Segundo informações da Petrobras, o modelo foi conduzido pelos pilotos Fernando Alonso e Stoffel Vandoorne na temporada 2018. O carro tem a marca Petrobras estampada em ambos os lados da capa do motor e a marca da linha de lubrificantes Lubrax no bico.

O modelo MCL33 é o primeiro carro construído pela McLaren a usar o motor Renault depois que a equipe terminou seu acordo de fornecimento de motores com a Honda depois de três anos. Lançado em uma pintura laranja e azul projetada para uma homenagem a alguns dos primeiros carros da equipe, o veículo tem o chassis de fibra de carbono, possui 5,2 metros de comprimento, 2 metros de largura, 0,95 metros de altura e pesa 733 quilos. O motor é um Renault R.E. 18 V6 de 1,6 L Turbocompressor limitado a 15.000 Rotação por Minuto (RPM).
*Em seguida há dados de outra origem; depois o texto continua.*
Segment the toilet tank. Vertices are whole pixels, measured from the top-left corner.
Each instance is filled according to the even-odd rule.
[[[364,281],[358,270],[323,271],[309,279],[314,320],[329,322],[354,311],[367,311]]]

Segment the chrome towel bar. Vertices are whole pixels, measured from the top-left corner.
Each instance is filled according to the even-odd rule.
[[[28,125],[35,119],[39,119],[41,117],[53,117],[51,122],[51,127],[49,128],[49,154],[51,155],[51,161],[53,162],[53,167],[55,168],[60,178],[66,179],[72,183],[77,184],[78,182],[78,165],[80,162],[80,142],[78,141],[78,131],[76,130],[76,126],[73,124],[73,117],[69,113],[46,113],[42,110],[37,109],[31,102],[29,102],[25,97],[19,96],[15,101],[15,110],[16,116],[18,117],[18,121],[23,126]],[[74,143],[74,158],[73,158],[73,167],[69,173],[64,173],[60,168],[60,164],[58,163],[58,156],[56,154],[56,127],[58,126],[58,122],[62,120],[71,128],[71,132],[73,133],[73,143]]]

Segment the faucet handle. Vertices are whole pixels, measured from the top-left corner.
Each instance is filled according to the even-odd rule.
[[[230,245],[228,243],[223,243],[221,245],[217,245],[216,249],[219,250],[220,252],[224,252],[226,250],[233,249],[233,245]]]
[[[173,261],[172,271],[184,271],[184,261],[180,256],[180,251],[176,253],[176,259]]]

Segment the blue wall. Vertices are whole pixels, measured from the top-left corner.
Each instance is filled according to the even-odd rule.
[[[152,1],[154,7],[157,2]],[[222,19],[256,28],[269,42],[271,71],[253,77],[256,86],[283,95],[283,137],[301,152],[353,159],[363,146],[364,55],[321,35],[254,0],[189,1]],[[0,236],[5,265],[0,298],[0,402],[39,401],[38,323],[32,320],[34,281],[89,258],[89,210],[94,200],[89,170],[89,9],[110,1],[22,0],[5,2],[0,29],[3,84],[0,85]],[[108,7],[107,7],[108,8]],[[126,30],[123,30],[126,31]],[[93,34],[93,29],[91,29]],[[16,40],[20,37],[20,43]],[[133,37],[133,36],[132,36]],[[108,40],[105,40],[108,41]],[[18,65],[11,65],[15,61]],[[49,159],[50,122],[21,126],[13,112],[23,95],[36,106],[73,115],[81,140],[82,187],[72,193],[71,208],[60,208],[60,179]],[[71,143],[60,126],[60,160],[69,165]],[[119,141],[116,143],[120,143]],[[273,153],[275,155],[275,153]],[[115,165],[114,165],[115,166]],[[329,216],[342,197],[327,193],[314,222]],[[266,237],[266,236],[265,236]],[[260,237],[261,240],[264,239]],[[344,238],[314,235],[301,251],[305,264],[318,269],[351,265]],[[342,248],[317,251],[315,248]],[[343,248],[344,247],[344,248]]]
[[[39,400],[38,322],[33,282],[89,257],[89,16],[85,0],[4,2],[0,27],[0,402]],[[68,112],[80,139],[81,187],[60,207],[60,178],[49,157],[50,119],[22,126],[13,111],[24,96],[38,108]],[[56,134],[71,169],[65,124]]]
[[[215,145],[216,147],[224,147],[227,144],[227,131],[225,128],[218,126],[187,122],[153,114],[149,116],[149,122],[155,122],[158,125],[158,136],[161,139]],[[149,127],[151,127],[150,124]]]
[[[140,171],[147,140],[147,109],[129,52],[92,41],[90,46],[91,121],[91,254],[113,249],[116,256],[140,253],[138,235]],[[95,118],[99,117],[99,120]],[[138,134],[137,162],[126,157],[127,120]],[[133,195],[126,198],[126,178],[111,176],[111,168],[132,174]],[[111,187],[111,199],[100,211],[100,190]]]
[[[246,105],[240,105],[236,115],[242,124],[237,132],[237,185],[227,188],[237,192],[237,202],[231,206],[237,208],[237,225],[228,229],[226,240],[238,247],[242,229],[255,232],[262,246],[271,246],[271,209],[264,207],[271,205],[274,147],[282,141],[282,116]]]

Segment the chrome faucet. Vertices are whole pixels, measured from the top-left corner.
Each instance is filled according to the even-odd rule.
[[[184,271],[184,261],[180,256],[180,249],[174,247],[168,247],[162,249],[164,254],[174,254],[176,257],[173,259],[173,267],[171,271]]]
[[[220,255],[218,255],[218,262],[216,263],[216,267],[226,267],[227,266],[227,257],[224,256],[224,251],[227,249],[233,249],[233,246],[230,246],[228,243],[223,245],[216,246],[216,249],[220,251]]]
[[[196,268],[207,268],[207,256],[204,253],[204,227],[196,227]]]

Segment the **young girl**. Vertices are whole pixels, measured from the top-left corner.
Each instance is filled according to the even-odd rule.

“O destaque da colaboração entre as empresas é o desenvolvimento de combustível e lubrificantes de alta performance que pode, também, ser estendida para outros segmentos estratégicos, com o intercâmbio tecnológico”, informa a assessoria. A parceria técnica entre a Petrobras e a equipe McLaren iniciou em fevereiro de 2018, e tem na sua execução uma contribuição importante da SIX em São Mateus do Sul, que consiste no craqueamento e/ou destilação de correntes para a obtenção de frações concentradas em substâncias com elevado Research Octane Number (RON) e Motor Octane Number (MON), que representam o índice de octanagem de combustível.

O veículo ficou em exibição na indústria em São Mateus do Sul para funcionários e familiares.
A família Cousseau esteve presente durante a visitação, e os filhos ficaram maravilhados em conhecer de perto um carro como a McLaren.

O caminho desse produto até os tanques das máquinas da Fórmula 1 da McLaren é bastante longo. Assim que enviadas para Canoas – Rio Grande do Sul, ao Laboratório de Motores da Petrobras, estas correntes são misturadas a outros componentes, resultando em formulações diferentes para o combustível final. Este então, passa por testes de performance. Atualmente a Federação Internacional de Automobilismo (FIA), estabelece que a gasolina das equipes de Fórmula 1 deve apresentar sete componentes chave, sendo um deles de origem bio, ou seja, produzido a partir de material vegetal que não sofreu fossilização.

A miniatura do modelo MCL33.

Para a família Cousseau, a experiência em conhecer um veículo como esse pessoalmente ficará marcada para sempre na memória. “Acho muito importante essa interação trabalho e família, ainda mais com atrações interessantes como este carro que muitos de nós não teríamos condições de chegar perto em uma corrida de verdade”, expressa Luzia Boasczyk Cousseau, que junto de seus filhos Edison Luiz Cousseau (9 anos), Luiz Gustavo Cousseau (6 anos) e João Pedro Cousseau (4 anos) conheceram pela primeira vez internamente o local de trabalho do pai Edison Cousseau. Luzia explica que os filhos são fascinados por carros, pois o pai é piloto de corridas de Arrancadas. “Os meninos ficaram maravilhados por estarem tão pertinho de um carro gigante. Segundo o Luiz Gustavo, a experiência foi divertida, pena que não deu para dar uma voltinha com a McLaren (risos)”, comenta a mãe. Para ela, esse tipo de visita incentiva os seus filhos a estudarem para escolher uma profissão no futuro, e quem sabe, eles se tornem futuros petroleiros. “Adoramos a visita e esperamos às próximas com muito entusiasmado. Obrigada SIX por essa oportunidade diferenciada.”